In the B2B tech space, marketing is about promoting tools that improve business outcomes.

  • The fundamental appeal of technology is buying tools that repay the investment many times over in better cash flow, efficiency and profitability.
  • Automation means a job that costs $50 this year will cost only $30 next year.
  • Information technology service providers free up companies’ IT staffs to focus on core business initiatives.
  • Despite the emphasis on tools, techniques and the benefits they deliver, B2B tech marketing is fundamentally about people — helping buyers make smart decisions this year so they’ll keep coming back year after year.
  • Hard facts and cold logic drive the messaging, but marketers do address emotions: fears, anxieties, pain points, all the stuff that keeps leaders up at night.
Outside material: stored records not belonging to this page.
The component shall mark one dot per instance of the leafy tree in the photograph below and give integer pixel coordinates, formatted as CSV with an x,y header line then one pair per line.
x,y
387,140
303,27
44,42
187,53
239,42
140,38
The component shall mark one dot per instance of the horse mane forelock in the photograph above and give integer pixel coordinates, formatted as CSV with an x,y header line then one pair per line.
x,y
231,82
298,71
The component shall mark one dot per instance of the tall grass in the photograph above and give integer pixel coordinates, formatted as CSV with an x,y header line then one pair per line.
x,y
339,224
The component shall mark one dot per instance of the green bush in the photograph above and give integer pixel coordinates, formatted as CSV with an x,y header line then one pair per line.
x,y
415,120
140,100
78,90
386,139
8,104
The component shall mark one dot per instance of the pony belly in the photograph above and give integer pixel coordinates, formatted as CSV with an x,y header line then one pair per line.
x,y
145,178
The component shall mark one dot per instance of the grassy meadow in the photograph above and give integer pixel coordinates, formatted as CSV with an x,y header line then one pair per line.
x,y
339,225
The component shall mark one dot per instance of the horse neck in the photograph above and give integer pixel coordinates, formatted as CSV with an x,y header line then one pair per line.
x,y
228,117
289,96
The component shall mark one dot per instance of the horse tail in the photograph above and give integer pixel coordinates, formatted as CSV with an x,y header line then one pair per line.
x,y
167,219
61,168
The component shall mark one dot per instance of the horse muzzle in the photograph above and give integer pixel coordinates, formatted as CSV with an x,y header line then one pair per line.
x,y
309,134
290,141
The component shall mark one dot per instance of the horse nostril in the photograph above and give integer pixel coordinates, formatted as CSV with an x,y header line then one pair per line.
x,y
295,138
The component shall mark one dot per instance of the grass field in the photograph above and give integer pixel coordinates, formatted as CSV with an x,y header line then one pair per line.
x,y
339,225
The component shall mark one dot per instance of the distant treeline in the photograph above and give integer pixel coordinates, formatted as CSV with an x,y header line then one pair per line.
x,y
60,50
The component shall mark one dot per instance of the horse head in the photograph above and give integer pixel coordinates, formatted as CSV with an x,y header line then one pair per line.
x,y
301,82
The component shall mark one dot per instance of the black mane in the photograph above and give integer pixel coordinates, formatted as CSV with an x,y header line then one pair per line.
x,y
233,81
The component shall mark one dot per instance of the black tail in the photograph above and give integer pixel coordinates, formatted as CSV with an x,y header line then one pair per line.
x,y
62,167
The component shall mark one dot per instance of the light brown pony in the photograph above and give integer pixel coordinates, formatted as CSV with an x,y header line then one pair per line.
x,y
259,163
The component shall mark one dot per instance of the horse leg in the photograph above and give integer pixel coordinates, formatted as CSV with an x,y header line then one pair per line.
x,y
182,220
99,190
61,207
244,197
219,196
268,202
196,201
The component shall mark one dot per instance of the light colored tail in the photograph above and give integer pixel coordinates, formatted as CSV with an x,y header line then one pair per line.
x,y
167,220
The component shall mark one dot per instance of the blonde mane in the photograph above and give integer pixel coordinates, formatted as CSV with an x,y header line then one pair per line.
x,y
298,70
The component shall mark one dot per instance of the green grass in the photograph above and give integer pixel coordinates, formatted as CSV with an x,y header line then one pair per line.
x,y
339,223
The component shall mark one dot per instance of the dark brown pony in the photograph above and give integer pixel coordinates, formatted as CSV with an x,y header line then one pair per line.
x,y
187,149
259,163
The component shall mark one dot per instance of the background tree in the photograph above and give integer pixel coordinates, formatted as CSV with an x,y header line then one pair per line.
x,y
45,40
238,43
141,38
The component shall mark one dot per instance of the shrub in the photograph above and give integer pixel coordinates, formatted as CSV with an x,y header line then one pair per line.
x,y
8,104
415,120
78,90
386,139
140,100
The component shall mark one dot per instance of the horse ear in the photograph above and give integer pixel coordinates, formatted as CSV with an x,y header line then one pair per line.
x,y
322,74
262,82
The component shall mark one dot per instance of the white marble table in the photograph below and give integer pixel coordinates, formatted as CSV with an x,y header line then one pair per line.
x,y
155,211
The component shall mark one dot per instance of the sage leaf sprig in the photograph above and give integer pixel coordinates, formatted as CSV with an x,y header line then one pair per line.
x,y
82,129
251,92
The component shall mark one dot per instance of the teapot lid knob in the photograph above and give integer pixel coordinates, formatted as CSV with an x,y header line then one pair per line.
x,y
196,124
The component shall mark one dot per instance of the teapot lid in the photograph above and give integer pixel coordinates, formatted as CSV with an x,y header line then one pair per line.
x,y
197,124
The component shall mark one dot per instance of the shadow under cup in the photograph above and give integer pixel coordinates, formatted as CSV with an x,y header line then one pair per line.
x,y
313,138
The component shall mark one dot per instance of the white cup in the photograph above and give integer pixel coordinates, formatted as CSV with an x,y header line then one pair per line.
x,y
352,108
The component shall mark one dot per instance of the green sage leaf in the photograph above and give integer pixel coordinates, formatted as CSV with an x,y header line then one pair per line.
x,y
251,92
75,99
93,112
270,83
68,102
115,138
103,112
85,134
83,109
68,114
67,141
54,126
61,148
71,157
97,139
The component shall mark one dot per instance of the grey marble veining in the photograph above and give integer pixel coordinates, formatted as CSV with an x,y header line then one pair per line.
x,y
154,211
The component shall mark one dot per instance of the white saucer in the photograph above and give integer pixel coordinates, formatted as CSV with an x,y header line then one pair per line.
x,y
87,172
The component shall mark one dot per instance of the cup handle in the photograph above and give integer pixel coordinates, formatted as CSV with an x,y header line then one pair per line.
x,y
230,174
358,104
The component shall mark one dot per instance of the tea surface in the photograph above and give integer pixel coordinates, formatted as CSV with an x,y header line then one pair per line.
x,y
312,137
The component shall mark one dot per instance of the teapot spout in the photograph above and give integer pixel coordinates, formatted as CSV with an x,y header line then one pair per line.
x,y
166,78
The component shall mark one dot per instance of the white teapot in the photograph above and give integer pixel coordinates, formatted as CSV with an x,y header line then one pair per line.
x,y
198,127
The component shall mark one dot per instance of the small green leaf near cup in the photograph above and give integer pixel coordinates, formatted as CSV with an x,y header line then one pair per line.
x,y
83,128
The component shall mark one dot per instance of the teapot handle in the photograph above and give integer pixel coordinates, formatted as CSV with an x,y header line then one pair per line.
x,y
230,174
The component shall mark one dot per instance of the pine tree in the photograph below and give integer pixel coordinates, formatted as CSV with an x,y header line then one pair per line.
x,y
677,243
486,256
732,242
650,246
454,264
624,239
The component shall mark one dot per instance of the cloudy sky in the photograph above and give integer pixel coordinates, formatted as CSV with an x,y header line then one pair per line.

They just don’t oversell to smart people who have well-calibrated BS detectors.

Content marketing

Busy tech leaders need help deciding which technologies mesh with their business goals. Content gets them there.

  • It’s more than blogs, videos, trade show booths and other popular B2B technology channels. Content is best thought of as an experience that educates prospects, builds trust and moves people toward a purchase decision.
  • Blogs are a productive venue for top-of-the-funnel content that summarizes broad issues.
  • White papers provide in-depth guidance that explains the essential issues buyers need to think about before they close a deal. They are more middle-of-the-funnel.
  • Thought leadership pieces burnish companies’ credibility by proving they have people who are plugged into the most important challenges confronting their industry.

Making it all mesh

To succeed in B2B tech content marketing, you need to be:

  • Strategic: Success flows from a firm plan of action built on effective tactics for finding prospects, nurturing them along their buyers’ journey and then getting them to the dotted line. You have to know your target audience and speak to them directly.
  • Practical: You’ve got to be able to convey the appeal of a technology while reassuring prospects you can tell a server from a service bulletin. Technical-minded people tend to flounder on conveying appeal, while marketing-minded people get tripped up by the details of how technologies work. You’ll do best if you can do both.
  • Analytical: Data drives all successful B2B tech content marketing initiatives. You need to measure how long people stay on your pages, which links they click on, which keywords and articles reveal their interests.

Well, that’s a serviceable introduction. The best way to learn is to jump into the deep end of the pool and start swimming.